Keduanya tidak memiliki hak untuk mengatur, menentukan kebijakan, dan mengambil keputusan, karena ketiganya adalah hak yang melekat dalam diri laki-laki (paman) sebagai pemilik rumah adat karena status dari sang ibu.
Namun demikian dalam perealisannya dewasa ini, ana ngodho mai kerap lupa diri untuk tidak mengatakan bahwa mereka tidak tahu diri, bahwasannya banyak yang bersikap dan bertindak di luar batasannya. Mereka tidak datang sebagai ana ngodo mai (pendatang), tetapi datang layaknya bos yang harus dihormati dan dilayani.
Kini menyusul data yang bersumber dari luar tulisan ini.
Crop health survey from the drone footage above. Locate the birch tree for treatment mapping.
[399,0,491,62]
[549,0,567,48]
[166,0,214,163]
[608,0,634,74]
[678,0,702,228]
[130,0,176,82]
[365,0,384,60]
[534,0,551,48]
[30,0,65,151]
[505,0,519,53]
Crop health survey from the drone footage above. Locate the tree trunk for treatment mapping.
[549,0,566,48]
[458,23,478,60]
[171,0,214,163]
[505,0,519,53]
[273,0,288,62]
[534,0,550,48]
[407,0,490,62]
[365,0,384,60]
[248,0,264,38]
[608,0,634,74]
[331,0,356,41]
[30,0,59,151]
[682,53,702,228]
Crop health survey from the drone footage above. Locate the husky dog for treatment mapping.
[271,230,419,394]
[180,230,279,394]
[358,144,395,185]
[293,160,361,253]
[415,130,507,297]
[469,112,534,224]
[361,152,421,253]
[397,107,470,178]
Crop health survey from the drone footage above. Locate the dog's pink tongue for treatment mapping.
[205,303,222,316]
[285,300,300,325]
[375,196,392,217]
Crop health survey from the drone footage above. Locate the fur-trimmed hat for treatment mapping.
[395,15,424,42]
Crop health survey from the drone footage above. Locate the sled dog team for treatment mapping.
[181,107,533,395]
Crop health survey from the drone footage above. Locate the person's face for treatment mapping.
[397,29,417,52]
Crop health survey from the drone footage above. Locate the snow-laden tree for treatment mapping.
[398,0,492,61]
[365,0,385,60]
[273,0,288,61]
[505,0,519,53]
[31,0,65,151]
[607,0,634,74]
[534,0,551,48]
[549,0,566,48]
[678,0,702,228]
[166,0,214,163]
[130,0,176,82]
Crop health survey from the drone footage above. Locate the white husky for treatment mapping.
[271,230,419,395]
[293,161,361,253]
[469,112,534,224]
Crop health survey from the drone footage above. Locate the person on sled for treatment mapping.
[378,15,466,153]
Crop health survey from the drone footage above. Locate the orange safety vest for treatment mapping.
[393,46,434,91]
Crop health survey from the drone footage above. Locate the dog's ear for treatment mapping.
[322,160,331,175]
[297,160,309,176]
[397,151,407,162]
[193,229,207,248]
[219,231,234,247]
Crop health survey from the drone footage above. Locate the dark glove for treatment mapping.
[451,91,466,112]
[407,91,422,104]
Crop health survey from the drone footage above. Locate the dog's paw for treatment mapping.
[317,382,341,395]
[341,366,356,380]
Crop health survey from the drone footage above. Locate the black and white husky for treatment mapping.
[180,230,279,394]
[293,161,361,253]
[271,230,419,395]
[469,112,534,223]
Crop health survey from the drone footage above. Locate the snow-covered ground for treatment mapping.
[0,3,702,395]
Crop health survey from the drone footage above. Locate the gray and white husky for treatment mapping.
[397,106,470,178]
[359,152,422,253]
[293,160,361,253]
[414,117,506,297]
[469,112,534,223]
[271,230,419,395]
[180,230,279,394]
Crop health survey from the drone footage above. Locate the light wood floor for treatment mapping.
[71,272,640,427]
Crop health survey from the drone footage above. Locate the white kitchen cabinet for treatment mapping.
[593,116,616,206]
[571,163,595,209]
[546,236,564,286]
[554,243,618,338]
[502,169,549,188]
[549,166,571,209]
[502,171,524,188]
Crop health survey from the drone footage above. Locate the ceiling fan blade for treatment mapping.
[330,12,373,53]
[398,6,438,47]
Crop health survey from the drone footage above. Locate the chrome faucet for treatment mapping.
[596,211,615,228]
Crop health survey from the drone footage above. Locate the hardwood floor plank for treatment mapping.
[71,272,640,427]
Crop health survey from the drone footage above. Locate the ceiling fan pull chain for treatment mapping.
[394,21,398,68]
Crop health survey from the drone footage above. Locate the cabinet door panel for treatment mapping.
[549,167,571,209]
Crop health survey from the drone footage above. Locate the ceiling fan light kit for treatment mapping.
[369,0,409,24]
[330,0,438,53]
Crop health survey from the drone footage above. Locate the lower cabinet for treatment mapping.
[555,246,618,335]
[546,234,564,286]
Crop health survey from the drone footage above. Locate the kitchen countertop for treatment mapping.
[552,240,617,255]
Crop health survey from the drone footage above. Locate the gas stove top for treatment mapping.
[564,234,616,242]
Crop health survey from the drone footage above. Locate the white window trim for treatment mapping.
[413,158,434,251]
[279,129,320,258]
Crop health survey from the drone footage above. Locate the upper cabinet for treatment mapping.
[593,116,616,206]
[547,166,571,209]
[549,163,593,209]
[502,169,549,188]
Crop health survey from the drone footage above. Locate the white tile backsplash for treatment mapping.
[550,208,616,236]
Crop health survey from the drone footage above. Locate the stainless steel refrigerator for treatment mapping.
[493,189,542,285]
Di sisi lain, tidak sedikit juga ana ngodho mai yang lupa diri bahwa mereka tidak memiliki hak untuk mengatur, menentukan kebijakan, dan mengambil keputusan. Mereka bersikap seolah-olah sebagai pengatur, pengambil kebijakan, dan penentu keputusan. Mereka menuntut hak untuk didengar tetapi lupa akan statusnya sebagai pendatang alias ana ngodho mai.
Pada kenyataan yang demikian, biasanya kehadiran mereka menjadi perusak relasi keluarga. Keluarga yang pada awalnya harmonis, tetapi perlahan hancur berantakan. Dengannya gagasan ini memberi penyadaran tentang pentingnya status untuk menentukan peran yang tepat dalam kehidupan sehari-hari.
Seseorang yang mengetahui status, dengannya akan bersikap dan berperilaku apa adanya. Atau dalam bahasa lain hendak dikatakan tidak akan melakoni peran yang menjadi peran dari pelakon lain.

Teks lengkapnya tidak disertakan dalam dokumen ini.